Am Mon, Jul 22, 2024 at 10:57:45PM +0300 schrieb Grigory Trenin:
Hi Sumit,
Yes, I'm running this version. "rpm -q --changelog" also shows that the fix is there:
$ rpm -q --changelog sssd | head -2
- Mon Jul 10 2023 Alexey Tikhonov atikhono@redhat.com - 2.8.2-3
- Resolves: rhbz#2219351 - [sssd] SSSD enters failed state after heavy
load in the system [rhel-8.8.0.z]
Yes, this bug looks similar... but it might be a different issue. In my logs I don't see any handshake_timeouts.

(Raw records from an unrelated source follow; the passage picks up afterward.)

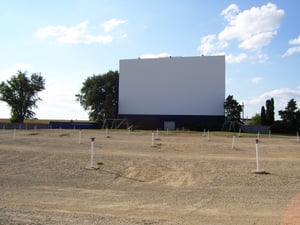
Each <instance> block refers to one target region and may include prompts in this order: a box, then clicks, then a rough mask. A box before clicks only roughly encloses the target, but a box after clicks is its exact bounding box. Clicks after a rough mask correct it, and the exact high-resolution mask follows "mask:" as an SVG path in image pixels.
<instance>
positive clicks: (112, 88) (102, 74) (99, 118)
mask: <svg viewBox="0 0 300 225" xmlns="http://www.w3.org/2000/svg"><path fill="white" fill-rule="evenodd" d="M118 86H119V73H118V71H109V72H107V73H106V74H100V75H93V76H92V77H88V78H87V79H86V80H85V82H84V83H83V86H82V88H81V89H80V93H79V94H77V95H76V99H77V101H79V102H80V104H81V106H82V107H83V108H84V110H87V111H88V113H89V118H90V119H91V120H95V121H98V122H102V121H103V120H104V119H107V118H116V117H117V116H118V95H119V88H118Z"/></svg>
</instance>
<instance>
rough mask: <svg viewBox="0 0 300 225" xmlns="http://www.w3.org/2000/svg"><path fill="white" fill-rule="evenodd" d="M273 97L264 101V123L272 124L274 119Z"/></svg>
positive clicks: (273, 105) (273, 120)
mask: <svg viewBox="0 0 300 225" xmlns="http://www.w3.org/2000/svg"><path fill="white" fill-rule="evenodd" d="M274 114H275V113H274V99H273V98H271V99H268V100H267V101H266V125H270V126H271V125H273V124H274V121H275V116H274Z"/></svg>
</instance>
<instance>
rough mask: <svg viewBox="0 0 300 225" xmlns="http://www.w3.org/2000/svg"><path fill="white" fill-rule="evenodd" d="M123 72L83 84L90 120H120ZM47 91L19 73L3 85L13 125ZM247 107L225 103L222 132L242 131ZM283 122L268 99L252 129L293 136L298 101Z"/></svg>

I can see that PAM and NSS responders tried to connect 3 times (because reconnection_retries=3 by default) to backend and then gave up:
(2024-07-21 9:32:13): [pam] [sbus_dbus_connect_address] (0x0020): Unable to connect to unix:path=/var/lib/sss/pipes/private/sbus-dp_company.com [org.freedesktop.DBus.Error.NoServer]: Failed to connect to socket /var/lib/sss/pipes/private/sbus-dp_company.com: Connection refused
- ... skipping repetitive backtrace ...
(2024-07-21 9:32:13): [pam] [sbus_reconnect_attempt] (0x0020): Unable to connect to D-Bus
- ... skipping repetitive backtrace ...
(2024-07-21 9:32:16): [pam] [sbus_dbus_connect_address] (0x0020): Unable to connect to unix:path=/var/lib/sss/pipes/private/sbus-dp_company.com [org.freedesktop.DBus.Error.NoServer]: Failed to connect to socket /var/lib/sss/pipes/private/sbus-dp_company.com: Connection refused
- ... skipping repetitive backtrace ...
(2024-07-21 9:32:16): [pam] [sbus_reconnect_attempt] (0x0020): Unable to connect to D-Bus
- ... skipping repetitive backtrace ...
(2024-07-21 9:32:27): [pam] [sbus_dbus_connect_address] (0x0020): Unable to connect to unix:path=/var/lib/sss/pipes/private/sbus-dp_company.com [org.freedesktop.DBus.Error.NoServer]: Failed to connect to socket /var/lib/sss/pipes/private/sbus-dp_company.com: Connection refused
- ... skipping repetitive backtrace ...
(2024-07-21 9:32:27): [pam] [sbus_reconnect_attempt] (0x0020): Unable to connect to D-Bus
- ... skipping repetitive backtrace ...
(2024-07-21 9:32:27): [pam] [sbus_reconnect] (0x0020): Unable to reconnect: maximum retries exceeded. (2024-07-21 9:32:27): [pam] [sss_dp_on_reconnect] (0x0010): Could not reconnect to company.com provider.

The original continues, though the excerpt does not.